If the first workflow identifies 100 emails to send, it will start 100 iterations of the step 2 workflow that all run concurrently.
That said, none of this should take very long. What type of processing time are you seeing, and how many rows are you processing/emails are you sending?0 -
Hey Dan,
This is my first workflow, so I’m not entirely sure if I’m taking the right approach, but here’s how it’s currently set up:
Right now, the workflow isn’t configured to send emails. Its primary function at this stage is to loop through the dataset, evaluate a specific column’s value, and increment counters. This allows me to verify that I’m obtaining the correct results before enabling the email functionality.
Currently, the workflow processes about 430 rows of data in 12 minutes. However, the number of rows should drop significantly once the workflow is live and people start acting on the data.
Workflow "Pseudocode":
- Start workflow.
- Initialize variables (index & 4 counters).

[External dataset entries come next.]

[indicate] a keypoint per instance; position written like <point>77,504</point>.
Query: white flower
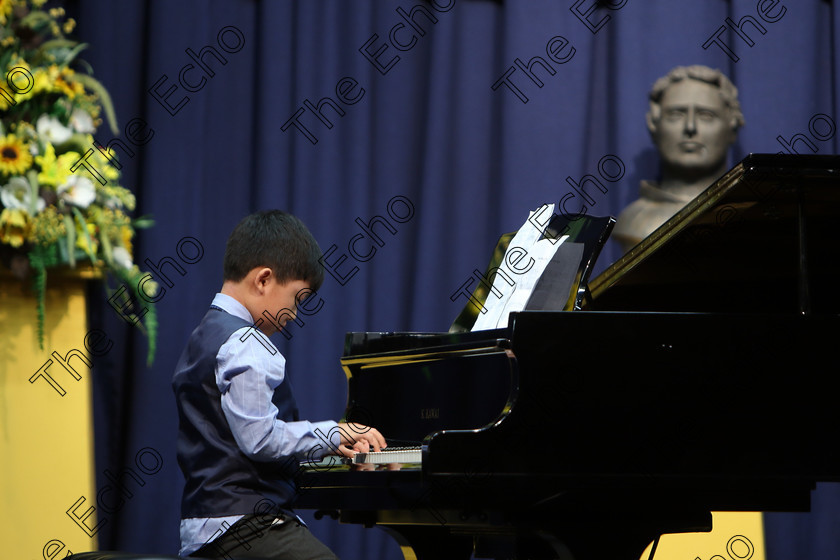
<point>52,130</point>
<point>78,191</point>
<point>81,121</point>
<point>18,194</point>
<point>122,257</point>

- Query dataset with SQL (dataset is an ETL output).
- SELECT * FROM data
- Returns: array of objects (each row is an object).
- Loop through rows in the array:
- Get the current object/"row."
- Check the numerical value in one of the "columns" using the "Get Number from Object" block.
- Increment a counter based on the result.
- (Future step: Replace counters with "send email" blocks.)
- Check for more rows:
- If more rows exist (based on the index variable), repeat.
- If none, end the workflow.
I’d really appreciate any feedback on whether this approach makes sense or if there’s a better way to accomplish this. Let me know if you need more details!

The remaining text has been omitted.